Village elder, Yourick Munroe (Carl Croker photos)

Munroe said the Canje Creek runs along the village and being the last village at that end, they have vast backlands and most people utilise it for farming.

“Right now, the backlands are flooded and there is the koker, but with no doors so farmers cannot do any land preparation and they are waiting on a drainage upgrade because tubings are needed to be placed for the water to be drained off the land before any farming can take place again,” he said.

Munroe is the father of 17 children, has 58 grandchildren and 32 great-grandchildren.

“I didn’t come to waste time and I started to work at age 16 with some cows and that is how I began life and still working today without any sickness,” he said.

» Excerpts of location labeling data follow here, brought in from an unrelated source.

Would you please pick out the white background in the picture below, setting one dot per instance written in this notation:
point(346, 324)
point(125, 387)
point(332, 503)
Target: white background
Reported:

Munroe left his home village and relocated to Sandvoort with 14 cows and he used those cows to work the backlands, and over time, he accumulated money and bought lands in the village and began farming.

The elder, who is well-respected and well-known, stated that he left Guyana and worked as a rice farmer in Suriname for 32 years and was responsible for 66 workers, but it was time for him to return to Guyana.

Munroe explained that for people here to get serious our laws need to change and stiffer penalties should be imposed for the authorities to curb lawlessness as in Suriname, where they have strict laws which are clear and every month they relocate the police so they do not get comfortable in one place.

He reported that Sandvoort is a very close-knit community with mostly families, and it is an equally safe place to live where there is no need to lock doors and everything can be left unattended and would not go missing.

Munroe stated that crimes are unheard of in that village and it is a very quiet place to lead a good country life.